Cairo is by all reckoning one of the two largest cities in the world (the other being Mexico City). Estimates put its population at perhaps as many as sixteen million people. New York, on the other hand, is much smaller. Yet in New York, there were at times several hundred thousand protesters against the Iraqi War and in several instances, these demonstrations got out of hand. During the same time period, only a few thousand anti-war groups demonstrated in Cairo, and with the exception of one short incident, were always under control and confined to very specific locations, while elsewhere in the world, such as in Germany and France, the situation was much, much worse.

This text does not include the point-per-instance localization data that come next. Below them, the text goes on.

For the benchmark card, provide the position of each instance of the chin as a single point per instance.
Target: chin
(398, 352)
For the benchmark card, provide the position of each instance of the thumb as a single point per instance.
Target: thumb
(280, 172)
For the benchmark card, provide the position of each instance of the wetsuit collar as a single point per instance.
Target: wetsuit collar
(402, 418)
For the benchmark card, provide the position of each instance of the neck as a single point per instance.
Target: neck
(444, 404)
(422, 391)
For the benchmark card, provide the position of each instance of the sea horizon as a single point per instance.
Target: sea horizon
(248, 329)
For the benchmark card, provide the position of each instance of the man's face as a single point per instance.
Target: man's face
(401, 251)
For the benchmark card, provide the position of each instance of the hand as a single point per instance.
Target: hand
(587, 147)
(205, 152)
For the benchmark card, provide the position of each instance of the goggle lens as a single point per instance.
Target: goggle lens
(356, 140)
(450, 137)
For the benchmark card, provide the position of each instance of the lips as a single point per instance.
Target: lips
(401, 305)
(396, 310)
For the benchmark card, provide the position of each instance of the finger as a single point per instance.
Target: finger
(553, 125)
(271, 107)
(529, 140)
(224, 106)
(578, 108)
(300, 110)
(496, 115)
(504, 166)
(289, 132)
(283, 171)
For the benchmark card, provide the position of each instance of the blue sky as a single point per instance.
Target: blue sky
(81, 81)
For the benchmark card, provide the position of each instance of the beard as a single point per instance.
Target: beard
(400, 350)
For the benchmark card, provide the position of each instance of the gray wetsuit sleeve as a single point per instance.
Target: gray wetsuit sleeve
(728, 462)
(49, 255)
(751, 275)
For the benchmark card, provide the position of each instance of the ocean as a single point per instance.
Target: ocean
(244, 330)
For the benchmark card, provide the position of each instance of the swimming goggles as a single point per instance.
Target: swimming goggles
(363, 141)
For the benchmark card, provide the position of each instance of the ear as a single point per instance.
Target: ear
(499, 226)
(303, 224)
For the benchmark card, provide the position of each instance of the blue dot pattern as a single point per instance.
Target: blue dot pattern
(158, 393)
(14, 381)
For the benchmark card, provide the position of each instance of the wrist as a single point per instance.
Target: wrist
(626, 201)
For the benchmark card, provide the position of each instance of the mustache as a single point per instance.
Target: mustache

During the entire Iraqi campaign by the coalition, there was not a single advisory by the United States Department of State against traveling to Egypt, and indeed, that speaks volumes for the safety standards imposed in Egypt to protect tourists. The Egyptian government has, and continues to be highly opposed to radical factions within its borders and has proactively worked to reduce any such threat. Make no mistake. There is self interest here, for the same group of people who instigated the 9/11 destruction in New York also assassinated the current President of Egypt's predecessor. Furthermore, tourism to Egypt is a major economic factor for Egypt, and they take great lengths to protect that industry.
This has resulted in one of the safest places on earth for travelers. Since 1997 when Egypt inaugurated extensive securities measure that would not be seen in the west for many years, not a single tourist to our knowledge has suffered a violent death; not even due to common criminality. In fact, the world press keeps a very bright light on any such action in Egypt, and the only incident we are aware of is one Japanese tourist who, several years ago, was slightly injured by a knife during an attempted robbery. Even then, Egypt's tourists police were close by, the theft was averted and the perpetrator quickly captured.
Egypt is a country that welcomes tourists with open arms and where all visitors experience a hospitality born of over 2,000 years experience. It remains a beautiful land, rich in wonders, where travelers can golf in the shadows of ancient pyramids or sip cocktails from the balcony of a modern hotel while overlooking the great river of life that bought civilization to the ancient world. They may even drift along the Nile in ultramodern riverboats complete with internet connections and view ancient temples while indulging themselves in hot tubs. Here, history lives to provide us with thought provoking lessons for our future world, but the experiences can be gained in a most pleasant manner.